WHAT I HAVE:
import pandas as pd
inp = [{'long string':'ha: (tra: 1 la: 2) \n hi: (tra: 1 la: 2) \n ho: (tra: 1 la: 2)'},
{'long string':'hi: (tra: 1 la: 2) \n ha: (tra: 1 la: 2) \n ho: (tra: 1 la: 2)'},
{'long string':'ho: (tra: 1 la: 2) \n hi: (tra: 1 la: 2) \n ha: (tra: 1 la: 2)'}]
df = pd.DataFrame(inp)
df
GIVES
long string
0 ha: (tra: 1 la: 2) \n hi: (tra: 1 la: 2) \n ho...
1 hi: (tra: 1 la: 2) \n ha: (tra: 1 la: 2) \n ho...

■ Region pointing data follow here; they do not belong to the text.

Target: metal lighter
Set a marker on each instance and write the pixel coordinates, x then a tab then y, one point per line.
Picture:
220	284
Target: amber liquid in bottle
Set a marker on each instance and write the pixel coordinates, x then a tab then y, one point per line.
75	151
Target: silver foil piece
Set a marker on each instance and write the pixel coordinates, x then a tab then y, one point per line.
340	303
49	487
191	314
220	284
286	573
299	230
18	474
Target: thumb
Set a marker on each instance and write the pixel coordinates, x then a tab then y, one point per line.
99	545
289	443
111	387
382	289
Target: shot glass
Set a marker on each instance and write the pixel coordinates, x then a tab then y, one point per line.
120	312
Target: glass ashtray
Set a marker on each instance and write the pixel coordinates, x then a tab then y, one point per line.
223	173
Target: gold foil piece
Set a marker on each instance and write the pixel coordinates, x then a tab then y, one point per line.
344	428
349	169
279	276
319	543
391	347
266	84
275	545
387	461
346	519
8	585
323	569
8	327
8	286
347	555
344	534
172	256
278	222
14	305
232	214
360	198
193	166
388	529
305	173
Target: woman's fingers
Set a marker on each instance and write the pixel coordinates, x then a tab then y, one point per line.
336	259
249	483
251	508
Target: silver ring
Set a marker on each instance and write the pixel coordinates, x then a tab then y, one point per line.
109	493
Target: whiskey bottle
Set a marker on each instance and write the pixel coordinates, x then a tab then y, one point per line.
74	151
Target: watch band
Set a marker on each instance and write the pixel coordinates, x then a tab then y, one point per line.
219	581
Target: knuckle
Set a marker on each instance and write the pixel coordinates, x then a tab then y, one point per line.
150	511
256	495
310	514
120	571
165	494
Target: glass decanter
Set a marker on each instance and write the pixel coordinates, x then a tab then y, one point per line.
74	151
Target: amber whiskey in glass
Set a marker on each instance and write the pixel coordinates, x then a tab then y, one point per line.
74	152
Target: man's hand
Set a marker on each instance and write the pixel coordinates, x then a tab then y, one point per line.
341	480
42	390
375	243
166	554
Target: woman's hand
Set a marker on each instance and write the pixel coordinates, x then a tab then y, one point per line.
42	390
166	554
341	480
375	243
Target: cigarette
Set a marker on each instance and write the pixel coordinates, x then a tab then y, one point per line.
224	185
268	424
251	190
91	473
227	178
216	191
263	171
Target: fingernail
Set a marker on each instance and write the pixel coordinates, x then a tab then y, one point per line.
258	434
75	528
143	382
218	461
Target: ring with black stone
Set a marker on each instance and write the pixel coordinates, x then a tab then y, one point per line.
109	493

2 ho: (tra: 1 la: 2) \n hi: (tra: 1 la: 2) \n ha...
WHAT I WANT
inp = {'ha-tra':['1', '1', '1'], 'ha-la':['2', '2', '2'], 'hi-tra':['1', '1', '1'], 'hi-la':['2', '2', '2'],'ho-tra':['1', '1', '1'], 'ho-la':['2', '2', '2']}
df = pd.DataFrame(inp)
df
GIVES
ha-tra ha-la hi-tra hi-la ho-tra ho-la
0 1 2 1 2 1 2
1 1 2 1 2 1 2
2 1 2 1 2 1 2
CONTEXT
From a large string, I want to get each combination of (ha hi ho) and (tra la), and get the scores related to those combinations from the string. The problem is that the order of (ha hi ho) is not similar.